The most impactful advances in large model performance have come from Reinforcement Learning with Human Feedback (RLHF) and better datasets. Now, small models fine-tuned with distillation (superimposing large models’ outputs) are outperforming large models in general intelligence!

Inference appears to be the next frontier of AI compute infrastructure, wherein the top performing players are actually competing with Nvidia as opposed to being their customers.

Nvidia did launch NIM, a suite of inference microservices designed to accelerate models using their GPU hardware. While the performance benefits are nonnegligible (on the order of 2-3x), they pale in comparison to competing players like Groq and Etched with dedicated LLM chipsets.

LONGEVITY

Killing Your Darlings

Snippet from The Oatmeal’s comic on Killing Your Darlings.

Learn to kill your darlings.

There’s an old adage in writing: “kill your darlings,” or sometimes “kill your babies.” The idea is that you must learn to let go of your creations, even ones you’ve sunk a significant amount of time and energy into.

The startup equivalent of killing your darlings is the pivot. Two of the greatest pivots of all time? Netflix and YouTube.

  • Netflix began as a mailbox DVD rental service. Realizing the impending internet revolution, they pivoted entirely into a digital media company. To date, Netflix’s stock is up 56,978%.

  • YouTube began as a video dating site called “Tune In, Hook Up.” Realizing they were part of a digital paradigm shift, and recognizing the demand for a video sharing platform, they pivoted into the life-essential product they are today.

Killing Nvidia’s darlings

Like the biggest tech companies, Nvidia invests heavily into research adjacent to their core product offerings. Their goal has always been to spearhead the next revolution, as they did for online gaming, crypto mining, and AI.

Will Nvidia remain at the top by the time the next revolution comes around? Will they be prepared, or are they too attached to their darlings?

Staying power

Up over 3,000% in the last 5 years, Nvidia has an EV/Revenue multiple of 39.24x. As a public company.

According to the latest edition of Jamin Ball’s Clouded Judgement (highly recommended publication), the best EV/Revenue multiples from top private companies are in the 16-21x range.

EV/Revenue multiples over the last decade, courtesy of Clouded Judgement by Jamin Ball.

Amongst high-growth private companies projecting over 27% growth, the median EV/Revenue multiple is still almost 3x smaller than Nvidia’s.

To be clear, I am not saying Nvidia’s stock is overbought and due for a correction.

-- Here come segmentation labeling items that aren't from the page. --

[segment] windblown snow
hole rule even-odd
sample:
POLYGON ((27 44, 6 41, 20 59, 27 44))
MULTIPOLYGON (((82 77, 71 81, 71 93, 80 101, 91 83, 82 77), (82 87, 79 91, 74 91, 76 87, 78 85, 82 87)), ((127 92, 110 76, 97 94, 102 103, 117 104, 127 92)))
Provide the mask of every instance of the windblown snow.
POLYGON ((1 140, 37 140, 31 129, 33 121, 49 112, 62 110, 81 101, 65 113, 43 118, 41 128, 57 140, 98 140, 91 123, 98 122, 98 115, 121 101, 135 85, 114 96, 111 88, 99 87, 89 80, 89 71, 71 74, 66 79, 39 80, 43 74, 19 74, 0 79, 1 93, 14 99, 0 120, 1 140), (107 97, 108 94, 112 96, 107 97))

Rather, that Nvidia’s short-term multiples reflect a market frenzy in dire need of price discovery. (Is that the same thing? Oops.)

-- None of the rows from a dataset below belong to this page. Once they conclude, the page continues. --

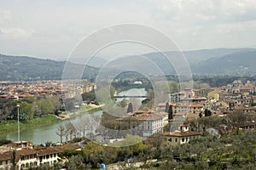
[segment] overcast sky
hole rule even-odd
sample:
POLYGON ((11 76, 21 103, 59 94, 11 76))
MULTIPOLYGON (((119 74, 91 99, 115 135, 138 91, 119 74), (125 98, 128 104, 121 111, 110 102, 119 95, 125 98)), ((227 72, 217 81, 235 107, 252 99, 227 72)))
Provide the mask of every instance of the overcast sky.
POLYGON ((66 58, 120 23, 154 27, 182 50, 256 47, 255 0, 0 0, 0 54, 66 58))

In all seriousness, I’m clueless and opinion-less about the stock’s impending moves. Fundamentally though, Nvidia’s staying power depends on:

  • Their ability to beat, compete with, or evade the threat of alternative chip architectures

  • Penetration of software like NIM and CUDA, given the necessity of CUDA to build applications for GPUs (a monopoly)

  • Employee retention, given the aforementioned work dynamic and the fact that stock grants can’t rise forever (currently, employees are in a perpetual cycle of waiting for the next vest)

  • Their willingness to kill their darlings, keep employees happy, work on long shot bets, and position themselves in front of wherever computing will be in the next decade

I’m incredibly excited to see where Nvidia ends up over time. At the very least, they live in the Hall of Fame of companies and are a case study in modern history.